The sales figures quoted by the Detroit Free Press, which show 158,139 Odysseys sold through the end of November vs. 154,824 Caravans, a decline from the previous year of 12.3% and 21.4% respectively, are somewhat misleading, for two reasons.
First, the Dodge figures do not include the Chrysler Town & Country, a virtually identical vehicle. Much as Ford used to claim the F-150 was the top-selling truck because Chevy sales figures didn’t include the clone product with the GMC nameplate, the Chrysler product vans handily outsell the Honda.
But, second, the sales figures include the months when the old Caravan was for sale, as well as the transition period encompassing introduction of the new Caravan.

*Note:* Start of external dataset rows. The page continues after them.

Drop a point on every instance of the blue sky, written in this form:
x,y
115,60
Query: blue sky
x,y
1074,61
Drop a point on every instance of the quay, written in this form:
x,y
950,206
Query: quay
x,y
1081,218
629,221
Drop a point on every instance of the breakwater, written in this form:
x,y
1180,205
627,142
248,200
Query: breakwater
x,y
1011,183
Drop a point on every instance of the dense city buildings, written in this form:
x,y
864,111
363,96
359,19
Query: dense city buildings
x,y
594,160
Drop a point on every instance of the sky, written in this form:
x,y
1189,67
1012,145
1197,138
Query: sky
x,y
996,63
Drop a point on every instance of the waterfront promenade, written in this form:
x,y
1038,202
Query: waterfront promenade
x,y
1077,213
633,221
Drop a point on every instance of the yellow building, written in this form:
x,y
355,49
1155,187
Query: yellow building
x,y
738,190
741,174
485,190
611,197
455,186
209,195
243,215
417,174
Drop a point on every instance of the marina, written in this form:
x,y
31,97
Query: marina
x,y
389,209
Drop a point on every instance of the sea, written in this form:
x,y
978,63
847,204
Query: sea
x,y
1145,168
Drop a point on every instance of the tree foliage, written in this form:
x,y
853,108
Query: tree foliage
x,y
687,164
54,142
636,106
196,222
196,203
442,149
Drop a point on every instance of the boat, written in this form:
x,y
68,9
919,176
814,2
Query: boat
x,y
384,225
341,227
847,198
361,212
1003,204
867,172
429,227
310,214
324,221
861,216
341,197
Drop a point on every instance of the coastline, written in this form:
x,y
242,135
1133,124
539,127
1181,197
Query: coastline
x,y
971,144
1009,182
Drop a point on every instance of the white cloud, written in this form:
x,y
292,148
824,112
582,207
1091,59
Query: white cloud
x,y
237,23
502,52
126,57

Nonetheless, the Honda’s are going out the door with incentives, sales having risen in both October and November after Honda put incentives of about $1,500 per van on it. Even so, Chrysler’s vans are still the incentive kings, with incentives in November averaging more than $2,700 per van. That, however, is leading to joy in Auburn Hills, Chrysler’s headquarters. That’s a decrease in incentives from almost $5,000 per van before the new model was introduced.
Moreover, though Dodge sales may be down, sales of the companion Chrysler Town and Country are up: 26% in October and 10% in November. The sales figures apparently reflect a consumer demand for the new minivans loaded with all of the unique optional features, rather than simply a bare-bones van. Chrysler is preparing to introduce a short-wheelbase companion to the Caravan under the Dodge nameplate, called the Journey, which may bolster Dodge’s sales levels. The short-wheelbase Dodge van has always been a popular product.
All in all, the figures are no cause for joy at Honda and are one of the few bright spots for Chrysler’s gazing into the crystal ball to see its future. Competition in the minivan market has virtually disappeared, as GM and Ford have dropped out and Toyota has let the Sienna languish. The strength in sales of the high-end models of the new vans from Chrysler does not bode well for Honda, which has clearly fallen behind in features. Honda’s product will, of course, sell to those who believe that having an import is the only fashionable way to go, but Chrysler’s got an answer for that buyer, too.
In January, Volkswagen will introduce a version of the new Chrysler van manufactured for them by Chrysler in the United States. The van will make its first appearance at the North American Auto show in Detroit.